On Tue, Sep 21, 2021 at 11:58:31AM +0100, Mel Gorman wrote:

quoted

On Tue, Sep 21, 2021 at 10:13:17AM +1000, NeilBrown wrote:

quoted

On Mon, 20 Sep 2021, Mel Gorman wrote:

quoted

-long wait_iff_congested(int sync, long timeout)
-{
-	long ret;
-	unsigned long start = jiffies;
-	DEFINE_WAIT(wait);
-	wait_queue_head_t *wqh = &congestion_wqh[sync];
-
-	/*
-	 * If there is no congestion, yield if necessary instead
-	 * of sleeping on the congestion queue
-	 */
-	if (atomic_read(&nr_wb_congested[sync]) == 0) {
-		cond_resched();
-
-		/* In case we scheduled, work out time remaining */
-		ret = timeout - (jiffies - start);
-		if (ret < 0)
-			ret = 0;
-
-		goto out;
-	}
-
-	/* Sleep until uncongested or a write happens */
-	prepare_to_wait(wqh, &wait, TASK_UNINTERRUPTIBLE);

Uninterruptible wait.

....

quoted

+static void
+reclaim_throttle(pg_data_t *pgdat, enum vmscan_throttle_state reason,
+							long timeout)
+{
+	wait_queue_head_t *wqh = &pgdat->reclaim_wait;
+	unsigned long start = jiffies;
+	long ret;
+	DEFINE_WAIT(wait);
+
+	atomic_inc(&pgdat->nr_reclaim_throttled);
+	WRITE_ONCE(pgdat->nr_reclaim_start,
+		 node_page_state(pgdat, NR_THROTTLED_WRITTEN));
+
+	prepare_to_wait(wqh, &wait, TASK_INTERRUPTIBLE);

Interruptible wait.

Why the change?  I think these waits really need to be TASK_UNINTERRUPTIBLE.

Because from mm/ context, I saw no reason why the task *should* be
uninterruptible. It's waiting on other tasks to complete IO and it is not
protecting device state, filesystem state or anything else. If it gets
a signal, it's safe to wake up, particularly if that signal is KILL and
the context is a direct reclaimer.

I disagree. whether the sleep should be interruptable or
not is entirely dependent on whether the caller can handle failure
or not. If this is GFP_NOFAIL, allocation must not fail no matter
what the context is, so signals and the like are irrelevant.

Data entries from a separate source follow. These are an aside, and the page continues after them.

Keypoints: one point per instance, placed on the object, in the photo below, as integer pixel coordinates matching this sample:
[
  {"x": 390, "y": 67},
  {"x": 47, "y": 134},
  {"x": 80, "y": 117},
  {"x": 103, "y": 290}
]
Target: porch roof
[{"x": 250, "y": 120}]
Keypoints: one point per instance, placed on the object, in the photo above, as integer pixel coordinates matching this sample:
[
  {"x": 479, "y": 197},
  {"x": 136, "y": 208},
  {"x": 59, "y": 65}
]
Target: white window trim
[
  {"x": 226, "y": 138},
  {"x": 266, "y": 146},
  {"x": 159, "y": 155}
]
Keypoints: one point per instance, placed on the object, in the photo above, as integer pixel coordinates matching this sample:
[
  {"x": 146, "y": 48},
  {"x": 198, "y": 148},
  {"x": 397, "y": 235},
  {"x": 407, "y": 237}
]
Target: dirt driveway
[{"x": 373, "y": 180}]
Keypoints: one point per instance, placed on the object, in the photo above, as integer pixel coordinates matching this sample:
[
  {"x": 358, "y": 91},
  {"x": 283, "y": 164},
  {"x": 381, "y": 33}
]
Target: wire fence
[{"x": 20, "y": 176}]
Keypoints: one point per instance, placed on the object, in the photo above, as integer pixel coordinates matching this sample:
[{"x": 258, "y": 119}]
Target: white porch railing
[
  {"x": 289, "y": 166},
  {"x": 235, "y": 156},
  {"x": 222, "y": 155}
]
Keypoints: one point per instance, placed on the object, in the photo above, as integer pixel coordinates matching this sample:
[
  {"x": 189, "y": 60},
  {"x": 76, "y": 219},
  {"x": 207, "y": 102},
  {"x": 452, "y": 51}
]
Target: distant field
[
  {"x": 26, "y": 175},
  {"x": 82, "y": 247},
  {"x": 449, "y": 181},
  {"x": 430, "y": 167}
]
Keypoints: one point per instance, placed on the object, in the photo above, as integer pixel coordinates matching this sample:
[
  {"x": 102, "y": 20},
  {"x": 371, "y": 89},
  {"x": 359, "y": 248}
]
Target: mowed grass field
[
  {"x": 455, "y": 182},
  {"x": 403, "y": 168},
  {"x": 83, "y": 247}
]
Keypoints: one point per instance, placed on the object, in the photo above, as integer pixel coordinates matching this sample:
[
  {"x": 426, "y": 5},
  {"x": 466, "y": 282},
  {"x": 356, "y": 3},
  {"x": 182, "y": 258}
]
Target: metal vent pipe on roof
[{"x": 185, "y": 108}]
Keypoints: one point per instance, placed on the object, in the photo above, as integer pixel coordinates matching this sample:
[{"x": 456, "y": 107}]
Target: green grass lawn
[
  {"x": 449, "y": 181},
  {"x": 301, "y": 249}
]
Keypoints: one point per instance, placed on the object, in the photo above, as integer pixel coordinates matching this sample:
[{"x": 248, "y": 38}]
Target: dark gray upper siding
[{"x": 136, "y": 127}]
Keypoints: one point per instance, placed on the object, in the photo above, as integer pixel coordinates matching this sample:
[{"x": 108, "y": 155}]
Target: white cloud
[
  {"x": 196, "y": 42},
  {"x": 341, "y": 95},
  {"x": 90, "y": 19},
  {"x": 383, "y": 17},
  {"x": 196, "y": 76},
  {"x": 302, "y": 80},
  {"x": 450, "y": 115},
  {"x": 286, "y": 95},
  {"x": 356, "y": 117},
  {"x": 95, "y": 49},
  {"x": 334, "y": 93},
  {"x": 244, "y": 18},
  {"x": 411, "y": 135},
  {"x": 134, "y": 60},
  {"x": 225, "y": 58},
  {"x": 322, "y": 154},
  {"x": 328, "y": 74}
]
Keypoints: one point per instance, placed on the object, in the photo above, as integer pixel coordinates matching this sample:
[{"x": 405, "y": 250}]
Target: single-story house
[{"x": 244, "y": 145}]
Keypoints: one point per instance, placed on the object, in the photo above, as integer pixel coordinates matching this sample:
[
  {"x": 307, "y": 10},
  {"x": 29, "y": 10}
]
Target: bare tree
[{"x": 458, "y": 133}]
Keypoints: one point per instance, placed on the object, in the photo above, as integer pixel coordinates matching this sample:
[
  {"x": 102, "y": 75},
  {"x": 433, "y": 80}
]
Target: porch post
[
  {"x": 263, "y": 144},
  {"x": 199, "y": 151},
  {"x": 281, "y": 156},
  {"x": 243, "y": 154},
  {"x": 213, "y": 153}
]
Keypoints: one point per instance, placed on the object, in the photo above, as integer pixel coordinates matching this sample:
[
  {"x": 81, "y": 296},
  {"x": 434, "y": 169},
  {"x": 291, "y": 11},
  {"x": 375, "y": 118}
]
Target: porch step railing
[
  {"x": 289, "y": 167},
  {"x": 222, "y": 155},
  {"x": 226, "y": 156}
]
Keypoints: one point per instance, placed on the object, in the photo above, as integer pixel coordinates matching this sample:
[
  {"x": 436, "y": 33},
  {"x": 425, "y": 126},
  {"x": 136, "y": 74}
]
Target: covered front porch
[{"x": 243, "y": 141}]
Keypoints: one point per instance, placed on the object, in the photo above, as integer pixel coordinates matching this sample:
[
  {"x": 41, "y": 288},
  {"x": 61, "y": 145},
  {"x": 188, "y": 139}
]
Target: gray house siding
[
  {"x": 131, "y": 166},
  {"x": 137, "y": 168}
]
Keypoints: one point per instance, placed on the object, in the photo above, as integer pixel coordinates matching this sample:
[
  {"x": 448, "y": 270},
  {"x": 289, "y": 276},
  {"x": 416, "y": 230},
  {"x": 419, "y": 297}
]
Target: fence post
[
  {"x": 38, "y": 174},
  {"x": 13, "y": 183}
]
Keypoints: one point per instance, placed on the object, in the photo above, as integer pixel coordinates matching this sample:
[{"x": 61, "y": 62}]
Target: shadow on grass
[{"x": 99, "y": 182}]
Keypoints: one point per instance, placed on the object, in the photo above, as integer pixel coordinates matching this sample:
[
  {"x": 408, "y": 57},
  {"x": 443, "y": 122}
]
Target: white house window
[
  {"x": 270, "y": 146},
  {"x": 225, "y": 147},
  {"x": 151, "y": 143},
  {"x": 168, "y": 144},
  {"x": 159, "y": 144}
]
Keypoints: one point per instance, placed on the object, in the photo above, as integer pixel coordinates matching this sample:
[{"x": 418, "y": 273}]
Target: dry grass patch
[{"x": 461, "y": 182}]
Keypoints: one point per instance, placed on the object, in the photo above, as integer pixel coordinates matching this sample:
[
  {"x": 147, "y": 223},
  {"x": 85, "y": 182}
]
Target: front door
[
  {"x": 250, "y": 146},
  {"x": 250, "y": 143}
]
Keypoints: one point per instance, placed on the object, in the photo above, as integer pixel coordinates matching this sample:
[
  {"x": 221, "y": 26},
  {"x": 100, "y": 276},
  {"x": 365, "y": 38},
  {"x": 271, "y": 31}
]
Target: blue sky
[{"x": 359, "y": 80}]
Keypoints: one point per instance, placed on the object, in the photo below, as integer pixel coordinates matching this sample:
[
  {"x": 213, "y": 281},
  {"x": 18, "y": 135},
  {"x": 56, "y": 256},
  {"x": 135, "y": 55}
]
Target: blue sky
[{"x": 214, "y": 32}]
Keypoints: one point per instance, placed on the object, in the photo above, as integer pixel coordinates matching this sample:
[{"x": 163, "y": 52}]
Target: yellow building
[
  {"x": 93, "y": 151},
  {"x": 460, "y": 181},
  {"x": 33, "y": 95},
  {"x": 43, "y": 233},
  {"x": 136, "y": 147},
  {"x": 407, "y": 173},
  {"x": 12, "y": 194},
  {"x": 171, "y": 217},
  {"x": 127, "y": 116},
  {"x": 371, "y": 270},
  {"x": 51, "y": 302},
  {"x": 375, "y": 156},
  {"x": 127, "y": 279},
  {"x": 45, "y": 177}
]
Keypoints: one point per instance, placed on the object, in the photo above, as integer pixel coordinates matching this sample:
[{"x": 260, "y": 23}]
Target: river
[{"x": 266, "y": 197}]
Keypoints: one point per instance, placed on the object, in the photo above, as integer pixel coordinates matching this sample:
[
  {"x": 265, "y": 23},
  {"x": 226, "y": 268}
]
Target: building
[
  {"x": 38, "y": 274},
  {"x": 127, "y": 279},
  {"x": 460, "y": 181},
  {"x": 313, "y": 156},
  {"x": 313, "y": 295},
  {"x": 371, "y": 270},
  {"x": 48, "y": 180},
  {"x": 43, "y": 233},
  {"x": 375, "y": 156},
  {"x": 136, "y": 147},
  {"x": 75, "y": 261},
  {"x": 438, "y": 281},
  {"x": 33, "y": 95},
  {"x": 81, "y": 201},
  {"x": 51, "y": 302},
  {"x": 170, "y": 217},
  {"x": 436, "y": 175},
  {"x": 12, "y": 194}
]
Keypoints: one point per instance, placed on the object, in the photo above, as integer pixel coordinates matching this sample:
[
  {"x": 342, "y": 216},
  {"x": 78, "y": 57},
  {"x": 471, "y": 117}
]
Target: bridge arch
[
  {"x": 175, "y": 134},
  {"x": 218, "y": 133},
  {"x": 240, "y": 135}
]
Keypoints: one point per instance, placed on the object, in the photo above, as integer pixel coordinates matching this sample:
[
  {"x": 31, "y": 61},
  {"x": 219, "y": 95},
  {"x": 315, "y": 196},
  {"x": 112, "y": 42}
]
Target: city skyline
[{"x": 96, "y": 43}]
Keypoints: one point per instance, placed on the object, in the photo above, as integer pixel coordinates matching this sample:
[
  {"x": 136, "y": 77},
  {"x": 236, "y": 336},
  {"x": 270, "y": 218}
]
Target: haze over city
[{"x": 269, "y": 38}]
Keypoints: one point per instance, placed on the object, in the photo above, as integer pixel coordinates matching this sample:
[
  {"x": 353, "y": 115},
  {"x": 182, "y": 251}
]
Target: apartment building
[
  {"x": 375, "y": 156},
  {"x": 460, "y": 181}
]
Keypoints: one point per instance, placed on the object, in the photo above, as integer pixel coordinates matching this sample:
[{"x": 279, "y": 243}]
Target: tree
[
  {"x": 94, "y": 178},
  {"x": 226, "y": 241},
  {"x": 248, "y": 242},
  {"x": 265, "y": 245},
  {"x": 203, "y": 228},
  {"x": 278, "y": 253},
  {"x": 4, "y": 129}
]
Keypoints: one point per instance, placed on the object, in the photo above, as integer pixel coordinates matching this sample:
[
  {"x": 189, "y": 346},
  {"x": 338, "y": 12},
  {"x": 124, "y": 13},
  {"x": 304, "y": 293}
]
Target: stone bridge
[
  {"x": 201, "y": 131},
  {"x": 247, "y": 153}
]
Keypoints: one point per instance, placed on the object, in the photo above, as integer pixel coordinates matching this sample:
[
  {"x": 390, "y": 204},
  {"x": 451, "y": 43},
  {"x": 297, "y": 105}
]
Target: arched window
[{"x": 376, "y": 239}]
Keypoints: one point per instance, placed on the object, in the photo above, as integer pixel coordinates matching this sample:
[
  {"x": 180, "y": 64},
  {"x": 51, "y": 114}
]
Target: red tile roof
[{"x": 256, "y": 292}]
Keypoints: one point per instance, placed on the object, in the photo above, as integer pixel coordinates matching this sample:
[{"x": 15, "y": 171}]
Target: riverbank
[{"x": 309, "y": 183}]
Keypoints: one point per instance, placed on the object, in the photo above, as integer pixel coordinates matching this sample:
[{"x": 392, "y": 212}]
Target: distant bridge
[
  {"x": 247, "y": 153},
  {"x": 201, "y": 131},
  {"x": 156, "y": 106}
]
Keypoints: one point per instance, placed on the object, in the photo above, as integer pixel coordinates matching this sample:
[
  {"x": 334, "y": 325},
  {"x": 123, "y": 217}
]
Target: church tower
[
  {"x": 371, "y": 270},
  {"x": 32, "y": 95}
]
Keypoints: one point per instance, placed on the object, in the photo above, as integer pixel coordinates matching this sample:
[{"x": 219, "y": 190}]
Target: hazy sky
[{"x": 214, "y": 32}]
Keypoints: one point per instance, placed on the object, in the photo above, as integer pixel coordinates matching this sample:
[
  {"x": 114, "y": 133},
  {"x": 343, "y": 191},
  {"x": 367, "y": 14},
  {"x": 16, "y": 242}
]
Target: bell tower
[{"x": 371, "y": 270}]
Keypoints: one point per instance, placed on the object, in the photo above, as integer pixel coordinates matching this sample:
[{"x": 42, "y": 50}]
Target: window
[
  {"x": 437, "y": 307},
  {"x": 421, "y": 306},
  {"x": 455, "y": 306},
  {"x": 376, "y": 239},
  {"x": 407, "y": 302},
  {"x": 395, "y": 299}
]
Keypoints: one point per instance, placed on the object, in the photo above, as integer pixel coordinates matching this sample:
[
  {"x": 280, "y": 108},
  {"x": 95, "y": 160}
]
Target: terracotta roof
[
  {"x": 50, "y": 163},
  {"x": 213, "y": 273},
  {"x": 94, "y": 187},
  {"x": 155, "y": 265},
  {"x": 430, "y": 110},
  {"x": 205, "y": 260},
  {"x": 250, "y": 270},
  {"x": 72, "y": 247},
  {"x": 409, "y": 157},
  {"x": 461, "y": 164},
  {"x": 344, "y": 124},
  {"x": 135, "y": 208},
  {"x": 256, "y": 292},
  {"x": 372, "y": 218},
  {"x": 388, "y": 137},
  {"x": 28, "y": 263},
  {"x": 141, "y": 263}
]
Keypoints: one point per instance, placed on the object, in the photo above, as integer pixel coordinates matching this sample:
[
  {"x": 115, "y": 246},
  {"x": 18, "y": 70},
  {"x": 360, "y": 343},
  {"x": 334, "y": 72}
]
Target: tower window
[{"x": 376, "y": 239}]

For a context that can handle allocation failure, then it makes
sense to wake on events that will result in the allocation failing
immediately. But if all this does is make the allocation code go
around another retry loop sooner, then an interruptible sleep still
doesn't make any sense at all here...

Ok, between this and Neil's mail on the same topic, I'm convinced.

-- 
Mel Gorman
SUSE Labs